Perhaps one unforeseen up-side to climate change ruining our vast fields of mono-crops is that we'll all be healthier, eating more home-grown and home-raised vegetables, or even small livestock that could be raised and butchered in a backyard. Maybe more people would even choose to become vegetarian, once they were faced with the prospect of butchering their own backyard farm animals and meeting their meat on an up close and personal basis.
Perhaps there's a bright side to these harrowing times...if we choose to change how we do things. We're two generations (at least) out from where most Americans did some farming, which means it's not too late yet to get back to a more agrarian lifestyle, even in urban backyards and vacant lots.
Our grandparents and great-grandparents can light the way for us, if we'll let them. And we'd better let them, before those micro-farming skills die with them and are gone forever.

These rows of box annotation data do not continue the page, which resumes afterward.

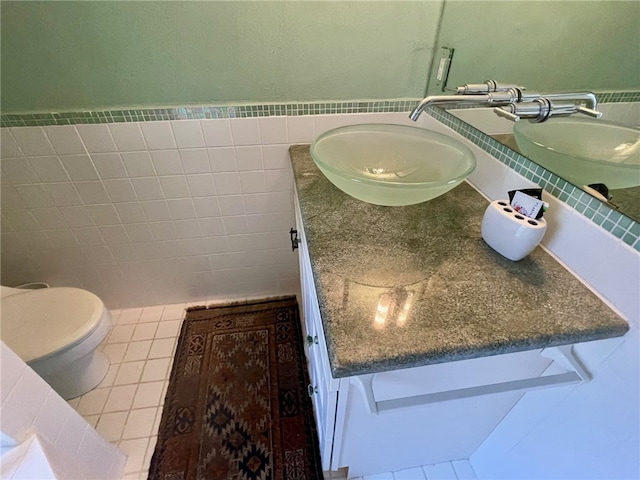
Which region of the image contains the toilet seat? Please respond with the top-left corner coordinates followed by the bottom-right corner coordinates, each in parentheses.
top-left (0, 287), bottom-right (106, 363)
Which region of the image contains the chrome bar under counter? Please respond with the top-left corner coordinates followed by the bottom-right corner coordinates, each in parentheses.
top-left (290, 146), bottom-right (628, 378)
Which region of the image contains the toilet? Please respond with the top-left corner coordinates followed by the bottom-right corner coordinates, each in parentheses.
top-left (0, 286), bottom-right (111, 400)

I am so embarrassed to admit that until a few years ago I had no idea that cows were ever raised on feed lots, I didn't even know what feed lots were! I now only eat meat that I can see where it lived, know when it was butchered, and who raised it. To a lot of people this seems ridiculous but it's been a fascinating learning experience. The first time I bought truly local chicken I was picturing an idyllic Williams-Sonomaesque field trip to a farm. It wasn't exactly like that haha.
ReplyDeleteI think you're right, considering how much work and expense goes into raising cows correctly it should be more of a special occasion meal than an everyday standard.
You shouldn't be embarrassed! I didn't know much about feedlots either until we lived someplace where we'd pass by a big one on a fairly regular basis. It was truly awful to drive past and see (not to mention smell!).